Less grizzly than it may have been

Human encounters with enraged grizzly bears usually result in an obituary, so Brian Braconnier and Keith Farkas of Fernie, B.C., consider themselves lucky. The two were scouting the wilderness in southeast B.C., when they came between a grizzly mother and cub. She knocked Braconnier over, swung him through the air by an arm and dragged him down a gully, Braconnier told the CBC. The bear then charged up the hill as Farkas fumbled to load a shell into his gun. He fired a shot that may have hit the bear, but didn’t stop it from clawing him and knocking him headfirst down the hill before turning and leaving. Conservation officers have yet to find the bear, which they suspect was not badly injured. The men were treated for puncture wounds.

Covering a tragedy

Rehtaeh Parsons wanted to be a marine biologist or an animal rights attorney, her mother Leah Parsons says in a story featured in People magazine. After an alleged sexual assault by four boys in 2011 and the bullying that followed, the 17-year-old from Cole Harbour, N.S., died by suicide in April. The three-page story recounts how the police, who didn’t lay charges after the incident was reported, have reopened their investigation. An image of Rehteah on the cover of People’s digital edition was posted to a memorial page for her and had more than 1,300 likes. One commenter wrote, “Rehtaeh is everyone’s daughter.”
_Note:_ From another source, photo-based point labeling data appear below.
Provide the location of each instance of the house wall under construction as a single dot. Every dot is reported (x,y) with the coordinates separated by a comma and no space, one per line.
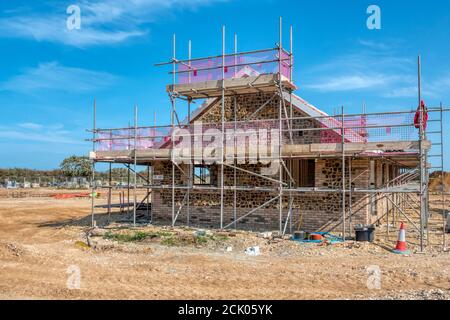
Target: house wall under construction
(310,211)
(333,171)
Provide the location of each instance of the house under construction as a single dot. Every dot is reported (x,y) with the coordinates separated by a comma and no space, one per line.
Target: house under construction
(254,155)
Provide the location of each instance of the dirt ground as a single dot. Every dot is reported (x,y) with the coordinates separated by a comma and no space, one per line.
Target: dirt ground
(43,246)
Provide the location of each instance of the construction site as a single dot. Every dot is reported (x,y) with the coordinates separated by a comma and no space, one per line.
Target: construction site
(256,156)
(256,194)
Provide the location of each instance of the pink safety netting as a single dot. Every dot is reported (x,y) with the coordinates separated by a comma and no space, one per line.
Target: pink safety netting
(236,66)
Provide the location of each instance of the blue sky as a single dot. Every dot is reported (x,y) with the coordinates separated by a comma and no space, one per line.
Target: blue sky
(49,75)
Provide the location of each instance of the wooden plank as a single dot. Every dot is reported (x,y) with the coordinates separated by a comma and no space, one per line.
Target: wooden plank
(213,88)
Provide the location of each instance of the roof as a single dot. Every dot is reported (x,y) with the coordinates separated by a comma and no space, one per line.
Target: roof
(301,105)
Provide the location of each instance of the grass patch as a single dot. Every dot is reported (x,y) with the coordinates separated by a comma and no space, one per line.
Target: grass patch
(134,237)
(166,238)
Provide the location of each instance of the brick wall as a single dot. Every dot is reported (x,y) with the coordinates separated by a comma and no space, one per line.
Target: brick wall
(311,211)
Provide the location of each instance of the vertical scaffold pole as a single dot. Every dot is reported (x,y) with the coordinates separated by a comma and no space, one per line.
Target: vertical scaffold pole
(172,122)
(93,188)
(134,166)
(422,157)
(190,170)
(343,171)
(109,190)
(291,115)
(280,131)
(444,217)
(234,140)
(148,192)
(350,200)
(223,131)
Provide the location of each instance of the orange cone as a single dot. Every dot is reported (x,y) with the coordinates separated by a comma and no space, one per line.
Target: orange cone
(401,242)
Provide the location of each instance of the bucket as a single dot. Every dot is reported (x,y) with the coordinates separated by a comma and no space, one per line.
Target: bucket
(365,233)
(299,235)
(316,236)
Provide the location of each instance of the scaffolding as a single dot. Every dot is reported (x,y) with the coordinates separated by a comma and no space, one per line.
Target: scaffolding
(393,136)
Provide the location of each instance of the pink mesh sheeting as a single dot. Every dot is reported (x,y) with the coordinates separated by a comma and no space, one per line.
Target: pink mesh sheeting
(366,128)
(237,66)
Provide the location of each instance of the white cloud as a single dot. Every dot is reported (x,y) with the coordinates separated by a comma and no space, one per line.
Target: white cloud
(30,125)
(349,82)
(370,66)
(32,132)
(102,22)
(53,76)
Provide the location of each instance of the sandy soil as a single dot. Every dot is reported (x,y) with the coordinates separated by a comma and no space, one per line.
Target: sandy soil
(42,242)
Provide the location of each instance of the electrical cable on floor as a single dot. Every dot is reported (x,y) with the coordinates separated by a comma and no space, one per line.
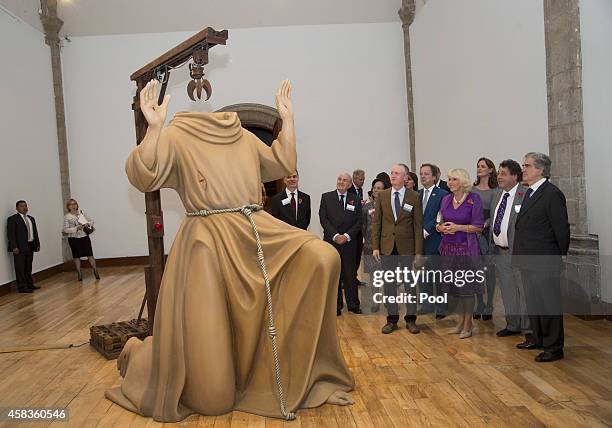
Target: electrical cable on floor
(40,347)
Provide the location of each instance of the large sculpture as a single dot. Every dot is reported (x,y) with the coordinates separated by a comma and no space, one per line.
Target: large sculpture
(220,343)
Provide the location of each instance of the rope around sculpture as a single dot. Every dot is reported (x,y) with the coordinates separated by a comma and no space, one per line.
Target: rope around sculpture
(247,211)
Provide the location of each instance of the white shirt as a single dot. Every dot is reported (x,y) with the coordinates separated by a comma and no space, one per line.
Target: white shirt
(401,191)
(295,193)
(28,223)
(535,186)
(345,234)
(502,239)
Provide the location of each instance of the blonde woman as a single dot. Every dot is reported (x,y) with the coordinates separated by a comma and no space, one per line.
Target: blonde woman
(76,222)
(459,221)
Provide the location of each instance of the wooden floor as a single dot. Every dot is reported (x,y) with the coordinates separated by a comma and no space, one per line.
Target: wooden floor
(430,379)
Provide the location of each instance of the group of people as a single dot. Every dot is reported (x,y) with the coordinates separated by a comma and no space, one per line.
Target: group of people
(508,227)
(23,242)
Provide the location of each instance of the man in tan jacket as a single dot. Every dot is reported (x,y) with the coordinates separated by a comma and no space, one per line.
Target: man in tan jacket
(397,236)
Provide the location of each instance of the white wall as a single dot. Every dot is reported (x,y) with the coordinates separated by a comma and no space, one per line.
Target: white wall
(29,166)
(596,34)
(479,77)
(349,98)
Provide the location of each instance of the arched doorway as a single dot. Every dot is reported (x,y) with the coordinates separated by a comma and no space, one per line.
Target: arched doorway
(265,123)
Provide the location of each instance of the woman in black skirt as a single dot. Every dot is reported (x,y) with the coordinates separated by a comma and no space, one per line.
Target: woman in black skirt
(76,222)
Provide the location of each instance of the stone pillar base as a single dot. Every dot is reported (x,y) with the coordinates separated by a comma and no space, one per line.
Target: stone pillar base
(581,282)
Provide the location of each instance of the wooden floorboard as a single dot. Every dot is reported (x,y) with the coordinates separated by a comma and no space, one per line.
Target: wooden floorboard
(403,380)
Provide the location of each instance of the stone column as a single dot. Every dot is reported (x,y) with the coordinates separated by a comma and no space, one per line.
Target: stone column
(406,14)
(566,145)
(52,25)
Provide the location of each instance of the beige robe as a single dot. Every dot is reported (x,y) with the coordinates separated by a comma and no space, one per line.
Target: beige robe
(210,352)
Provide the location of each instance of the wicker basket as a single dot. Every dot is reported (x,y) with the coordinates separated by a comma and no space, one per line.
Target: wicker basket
(110,339)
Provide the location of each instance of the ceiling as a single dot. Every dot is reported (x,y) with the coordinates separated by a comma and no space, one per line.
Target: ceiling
(99,17)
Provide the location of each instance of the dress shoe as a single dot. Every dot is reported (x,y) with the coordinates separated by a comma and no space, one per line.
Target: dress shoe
(465,334)
(505,332)
(389,328)
(547,357)
(412,328)
(528,344)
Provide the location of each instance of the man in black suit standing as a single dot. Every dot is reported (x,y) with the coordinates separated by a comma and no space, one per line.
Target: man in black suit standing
(340,216)
(439,182)
(23,242)
(292,205)
(357,184)
(357,189)
(541,238)
(431,199)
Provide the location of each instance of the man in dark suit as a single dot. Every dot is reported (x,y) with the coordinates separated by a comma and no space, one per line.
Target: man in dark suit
(357,184)
(357,189)
(397,236)
(431,198)
(23,242)
(541,238)
(439,182)
(505,207)
(340,216)
(292,205)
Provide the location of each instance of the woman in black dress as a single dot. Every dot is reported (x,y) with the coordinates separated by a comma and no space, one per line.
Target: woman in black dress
(76,225)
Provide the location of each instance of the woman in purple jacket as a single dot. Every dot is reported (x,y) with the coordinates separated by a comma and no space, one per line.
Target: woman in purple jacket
(459,221)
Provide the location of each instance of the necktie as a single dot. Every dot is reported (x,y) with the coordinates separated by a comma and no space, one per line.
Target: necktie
(293,205)
(398,206)
(25,219)
(501,210)
(425,198)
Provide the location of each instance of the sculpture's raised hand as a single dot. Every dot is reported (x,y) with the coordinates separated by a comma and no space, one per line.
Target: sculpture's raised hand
(154,114)
(283,101)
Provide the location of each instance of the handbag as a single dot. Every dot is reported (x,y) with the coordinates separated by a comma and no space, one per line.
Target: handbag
(87,229)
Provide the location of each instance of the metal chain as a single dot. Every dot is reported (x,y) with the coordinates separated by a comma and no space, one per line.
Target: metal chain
(247,211)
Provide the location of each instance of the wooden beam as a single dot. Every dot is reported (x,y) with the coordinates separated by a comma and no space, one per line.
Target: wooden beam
(182,52)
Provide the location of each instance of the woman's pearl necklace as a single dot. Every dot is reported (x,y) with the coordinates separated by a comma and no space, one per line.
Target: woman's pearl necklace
(462,199)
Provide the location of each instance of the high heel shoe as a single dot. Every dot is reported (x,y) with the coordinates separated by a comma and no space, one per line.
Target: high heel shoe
(457,330)
(465,334)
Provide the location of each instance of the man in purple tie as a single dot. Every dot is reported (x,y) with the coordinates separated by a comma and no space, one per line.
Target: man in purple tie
(505,207)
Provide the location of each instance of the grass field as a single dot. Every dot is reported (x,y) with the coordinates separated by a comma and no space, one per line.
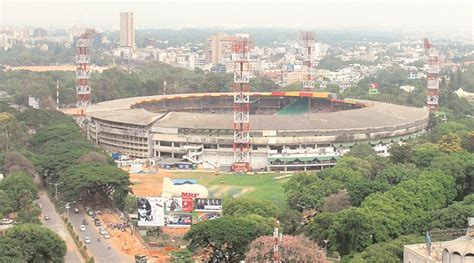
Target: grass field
(225,185)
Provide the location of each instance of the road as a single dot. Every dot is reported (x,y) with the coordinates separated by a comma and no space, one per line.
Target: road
(99,250)
(56,224)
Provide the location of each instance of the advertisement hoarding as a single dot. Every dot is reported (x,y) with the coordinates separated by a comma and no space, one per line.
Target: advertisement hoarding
(151,211)
(179,219)
(207,204)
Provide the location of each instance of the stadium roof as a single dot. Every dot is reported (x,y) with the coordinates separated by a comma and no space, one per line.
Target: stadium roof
(377,115)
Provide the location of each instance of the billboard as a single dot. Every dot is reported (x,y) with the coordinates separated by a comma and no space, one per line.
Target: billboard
(204,216)
(207,204)
(151,211)
(173,204)
(179,219)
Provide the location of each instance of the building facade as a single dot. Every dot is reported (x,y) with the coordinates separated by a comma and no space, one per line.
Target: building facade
(127,30)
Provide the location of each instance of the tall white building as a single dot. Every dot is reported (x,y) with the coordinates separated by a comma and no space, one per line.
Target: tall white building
(127,30)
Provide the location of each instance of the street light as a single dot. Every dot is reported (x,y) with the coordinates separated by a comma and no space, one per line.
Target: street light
(67,206)
(55,189)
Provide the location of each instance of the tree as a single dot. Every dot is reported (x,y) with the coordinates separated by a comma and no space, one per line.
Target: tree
(246,206)
(291,249)
(20,189)
(468,141)
(400,153)
(89,180)
(291,221)
(12,133)
(6,204)
(336,202)
(17,162)
(450,143)
(93,157)
(226,239)
(37,243)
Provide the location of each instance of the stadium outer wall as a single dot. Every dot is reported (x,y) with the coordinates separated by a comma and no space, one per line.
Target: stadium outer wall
(189,130)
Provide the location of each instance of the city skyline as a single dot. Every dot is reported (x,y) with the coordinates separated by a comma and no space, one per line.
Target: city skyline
(401,15)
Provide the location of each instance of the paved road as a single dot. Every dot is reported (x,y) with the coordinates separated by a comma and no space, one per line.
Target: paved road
(99,250)
(56,224)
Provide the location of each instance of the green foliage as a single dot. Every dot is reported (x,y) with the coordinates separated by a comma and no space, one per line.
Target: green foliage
(12,133)
(227,236)
(247,206)
(88,180)
(36,243)
(20,189)
(391,251)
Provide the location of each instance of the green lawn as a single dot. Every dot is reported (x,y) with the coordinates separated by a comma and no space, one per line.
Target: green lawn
(225,185)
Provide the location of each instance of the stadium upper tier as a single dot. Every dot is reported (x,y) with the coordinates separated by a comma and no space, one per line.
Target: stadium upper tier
(366,114)
(288,130)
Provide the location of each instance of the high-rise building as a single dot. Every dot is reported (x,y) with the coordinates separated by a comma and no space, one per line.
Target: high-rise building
(127,30)
(219,47)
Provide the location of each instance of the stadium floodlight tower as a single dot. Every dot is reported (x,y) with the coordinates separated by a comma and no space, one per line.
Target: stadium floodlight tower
(432,77)
(307,39)
(83,60)
(241,105)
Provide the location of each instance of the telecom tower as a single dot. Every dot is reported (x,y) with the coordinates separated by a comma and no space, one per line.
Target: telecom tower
(83,88)
(432,76)
(307,39)
(241,107)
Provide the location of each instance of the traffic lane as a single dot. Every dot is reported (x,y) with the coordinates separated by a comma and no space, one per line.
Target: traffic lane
(55,223)
(99,250)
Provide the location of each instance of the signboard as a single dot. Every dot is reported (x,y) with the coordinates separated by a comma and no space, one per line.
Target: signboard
(151,211)
(207,204)
(179,220)
(33,102)
(187,201)
(204,216)
(173,204)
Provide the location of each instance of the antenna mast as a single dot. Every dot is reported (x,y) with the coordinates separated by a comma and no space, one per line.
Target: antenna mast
(241,107)
(432,77)
(307,39)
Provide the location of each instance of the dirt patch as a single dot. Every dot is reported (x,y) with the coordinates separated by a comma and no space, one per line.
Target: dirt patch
(128,242)
(149,183)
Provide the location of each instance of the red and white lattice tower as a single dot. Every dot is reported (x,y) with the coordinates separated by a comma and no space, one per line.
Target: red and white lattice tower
(307,39)
(241,107)
(83,60)
(432,77)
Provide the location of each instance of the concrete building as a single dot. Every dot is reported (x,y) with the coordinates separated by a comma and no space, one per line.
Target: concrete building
(218,48)
(289,130)
(460,250)
(127,30)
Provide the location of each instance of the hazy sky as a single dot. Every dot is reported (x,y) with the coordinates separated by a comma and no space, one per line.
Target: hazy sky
(322,14)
I’ll see you in court, you tart

Butter tarts aren’t all sweetness. Tourism officials in Ontario’s Wellington North township have launched legal action to protect the trademark of its Butter Tart Trail from an upstart competitor, the city of Kawartha Lakes and its Butter Tart Tour. April Marshall, Wellington’s tourism manager, called in a Toronto law firm to issue a cease-and-desist order. The rival tour brings “confusion” to the marketplace, she told the Wellington Advertiser. Wellington’s 100-km trail offers a dozen varieties of tarts, as well as “doggy butter-tart treats, pottery trays in homage to the butter tart and scents inspired by them,” the township website brags. Not to be outdone, the Kawarthas Northumberland district promises “over 30 bakeries” in “the land of 1,000 perfect butter tarts.”

Beating a path to fame

Superstar rapper, producer and entrepreneur Jay-Z can collaborate with anyone he chooses. On his new album, Magna Carta Holy Grail, he worked with WondaGurl—also known as Ebony Oshunrinde, a 16-year-old who lives in Brampton, Ont. Oshunrinde, who won Toronto’s Battle of the Beatmakers contest last year, has been making music on computers since age nine; the beat on Jay-Z’s album was passed along to Travis Scott, another rapper-producer, who brought it to Jay-Z’s attention. Scott “texted me and said, ‘I’m about to change your life,’ ” Oshunrinde told the Toronto Star.

She always gets her man

Jenny Stewart saw her first Mountie as a 10-year-old on a school trip to the British Empire Exhibition in Glasgow, Scotland. The Canada exhibit was “all beautiful red apples,” and a red-coated Mountie. “Maybe some day I can go to Canada and see a real Mountie again,” she told a chum. Well, 78 years later, now living in a hospice in Port Alberni, B.C., her wish came true, thanks to Gail Koehle, a hospice employee and her friend from her church, RCMP Const. Scott MacLeod. Stewart, who came to Canada as a war bride in 1946, was thrilled by the meeting with “the really nice fellow” in red serge. MacLeod was also moved. “It sort of reminded me of the movie The Bucket List,” he told the Canadian Press. “I don’t know how long she has to live, frankly, but she was a joyful lady.”

Game, set, love match

Celebrations erupted throughout Britain Sunday after Scotland’s Andy Murray beat Novak Djokovic to win the men’s singles trophy at Wimbledon. It’s the first British win in men’s singles in 77 years. Among the flood of congratulations was one from Queen Elizabeth II. She was amused.